DR. ASHISH JHA: Absolutely. Absolutely. And I don't think any of them are going to make a material difference, as you said, until April. We may see some impact, maybe of J&J, by March. But again, not a lot of doses. So right now, between now and March, it's largely a Moderna and Pfizer game. But once we get into April, we could have help from several other vaccines.

And that's why I do think within 100-day target-- we're going to hit that. But the question is, how much of that can we do front loaded? And that's where the game of trying to outpace the variant is all about. 100 days is too late for the variant. We've got to move in the next 30 to 60 days.

DR. JOHN WHYTE: And finally, I want to ask you about public health. Here you're at one of the most prestigious schools. You're working with students who are excited about being involved in public health. Do you think the way the public perceives public health is changed because of COVID? And has it changed for the better? Because in some ways, people may be saying, you know what? Hasn't worked out so well.

DR. ASHISH JHA: Yes.
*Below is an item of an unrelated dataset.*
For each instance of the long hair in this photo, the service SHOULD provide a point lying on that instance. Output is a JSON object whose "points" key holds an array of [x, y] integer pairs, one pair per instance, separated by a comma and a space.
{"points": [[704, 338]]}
I think a majority of Americans are pretty-- well, first of all, I should actually start off by saying, I think most people didn't even know what public health was. I think people now know what public health is.

DR. JOHN WHYTE: They think it's the water supply.

DR. ASHISH JHA: Right. Right. So people now know what public health is. You don't have to explain it to folks. I think the second is, most people have seen the public health community as part of the solution, that they've been helpful. And we haven't gotten everything right. There have been missteps. But in general, I think people have relatively favorable views of public health.

I'll tell you. At our school, we've seen a greater than 100% increase in our applications.

DR. JOHN WHYTE: Wow.

DR. ASHISH JHA: There is so much interest in public health right now, just excitement about people who want to come and learn public health and study public health and do public health. And I think that's great. And we've got to turn that excitement into education and learning and action.

So I'm pretty optimistic about the future of public health. I wish it didn't take a horrible crisis like this just to stir it on. But if that's one of the silver linings, that's OK, I guess.

DR. JOHN WHYTE: Well, we'll leave it at that. Dr. Jha, I want to thank you for taking the time today and sharing your insights.

DR. ASHISH JHA: Dr. Whyte, thank you for having me on. I really appreciate it.